Look at that. Alperen Sengun and Joel Embiid — best friends forever. Side by side. Is Embiid even a better rim protector than Sengun?

Yes. C’mon. There are a couple of explanatory factors here. Firstly, P.J. Tucker lost his battle with Father Time this year. Embiid was defending alongside the corpse of a 6’4” power forward. More broadly, this feels like a case of energy conservation. Embiid is playing in the regular season with the postseason in mind.

Still, this is meaningful data. It tells us that Sengun is better at protecting the rim than — ahem — some of us might have thought. It may also tell us that Embiid is be a sub-elite rim protector. With that said, it’s a bit of a moot point anyway.

Stationary rim protectors get solved in the playoffs. Even Rudy Gobert gets solved. If you’re looking to build a playoff-proof defense, you need a switch big. Embiid is barbequed chicken with a twice-baked potato on the side when he’s defending in space. That’s a large part of why he hasn't made it out of the second round of the NBA playoffs yet.

Never mind all of that. We’re getting too granular. Is this how title teams are typically built?

Should the Rockets stay the course?

If you’ll pardon the most disgusting idiom in the English language, there are plenty of ways to skin a cat.

There’s no “way to build a champion”. If there was an infallible blueprint, everyone would follow it. With that said, this doesn't feel like the best model, does it?
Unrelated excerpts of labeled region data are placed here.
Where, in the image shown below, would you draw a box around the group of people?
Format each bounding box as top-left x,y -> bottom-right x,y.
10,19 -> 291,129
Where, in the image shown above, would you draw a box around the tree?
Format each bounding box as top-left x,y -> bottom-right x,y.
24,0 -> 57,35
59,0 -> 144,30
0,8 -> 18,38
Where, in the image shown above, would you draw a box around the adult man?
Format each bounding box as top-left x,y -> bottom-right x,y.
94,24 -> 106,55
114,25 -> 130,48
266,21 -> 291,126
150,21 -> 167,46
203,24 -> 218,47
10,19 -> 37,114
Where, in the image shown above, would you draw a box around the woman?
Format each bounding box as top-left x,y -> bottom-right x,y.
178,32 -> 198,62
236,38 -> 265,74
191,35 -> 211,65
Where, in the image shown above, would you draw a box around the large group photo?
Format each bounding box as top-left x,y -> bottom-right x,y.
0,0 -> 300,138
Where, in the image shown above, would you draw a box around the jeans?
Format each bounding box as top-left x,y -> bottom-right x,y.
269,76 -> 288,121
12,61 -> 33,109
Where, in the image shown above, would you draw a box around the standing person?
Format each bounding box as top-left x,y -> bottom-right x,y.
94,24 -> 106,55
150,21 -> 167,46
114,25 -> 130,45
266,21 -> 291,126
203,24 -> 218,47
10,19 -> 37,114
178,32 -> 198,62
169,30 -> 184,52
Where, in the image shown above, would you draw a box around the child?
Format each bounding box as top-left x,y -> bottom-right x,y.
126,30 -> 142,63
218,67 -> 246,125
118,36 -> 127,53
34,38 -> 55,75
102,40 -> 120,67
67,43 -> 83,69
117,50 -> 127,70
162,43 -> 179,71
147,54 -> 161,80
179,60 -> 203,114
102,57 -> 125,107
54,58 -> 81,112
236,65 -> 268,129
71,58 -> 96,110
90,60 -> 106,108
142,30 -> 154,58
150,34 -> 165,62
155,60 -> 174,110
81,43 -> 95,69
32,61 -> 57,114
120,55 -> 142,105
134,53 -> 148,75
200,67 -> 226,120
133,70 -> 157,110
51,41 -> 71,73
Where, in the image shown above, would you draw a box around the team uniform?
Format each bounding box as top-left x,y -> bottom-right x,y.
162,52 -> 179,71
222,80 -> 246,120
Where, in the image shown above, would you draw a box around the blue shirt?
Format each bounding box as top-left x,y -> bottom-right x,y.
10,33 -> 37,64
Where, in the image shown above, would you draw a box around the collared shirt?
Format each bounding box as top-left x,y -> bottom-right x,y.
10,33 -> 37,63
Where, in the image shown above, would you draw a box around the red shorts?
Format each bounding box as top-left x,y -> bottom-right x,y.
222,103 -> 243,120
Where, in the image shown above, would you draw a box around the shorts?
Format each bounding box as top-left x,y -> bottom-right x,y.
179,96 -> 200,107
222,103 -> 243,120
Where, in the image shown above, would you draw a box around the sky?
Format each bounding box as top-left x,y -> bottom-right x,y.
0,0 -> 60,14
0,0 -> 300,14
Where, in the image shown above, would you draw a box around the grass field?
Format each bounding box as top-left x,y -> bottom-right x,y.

Look at the Denver Nuggets, Milwaukee Bucks and Golden State Warriors. These teams were built, not bought. The Los Angeles Lakers are an exception, but they rostered LeBron “The Exception” James. As a general rule, the best approach is to draft a core, see what works and who your best players are, and then start engineering trades around the vision that reveals itself.

That’s probably what the Rockets should do. That’s not to rule out the possibility of trading for a superstar down the line. Suppose that, in a few years, the Rockets are stuck around 40-45 wins. That would likely mean that a few of these guys look very good, but none of them look like a franchise player.

That’s the time to trade for a franchise player. Moreover, the Thunder picks will have conveyed. The Rockets will control their own draft again. That could allow them to hang onto more of their best players. Who knows? The Rockets could trade Jalen Green and five unprotected firsts for a disgruntled MVP winner in a few years. They don’t have five picks to trade at the moment, so to land Embiid, they’ve got to move several potential core players.

You can make the other case. Embiid just won MVP. He’s likely the best interior scorer in the NBA, and if nothing else, he’s a plus rim protector if you take a broader range of data than this one isolated season. He’ll make the Rockets instantly relevant again. I think the Rockets should pass, but if they do trade for Embiid this summer, I won’t bemoan a tragedy either.

At the end of the day, it’s all part of the Process.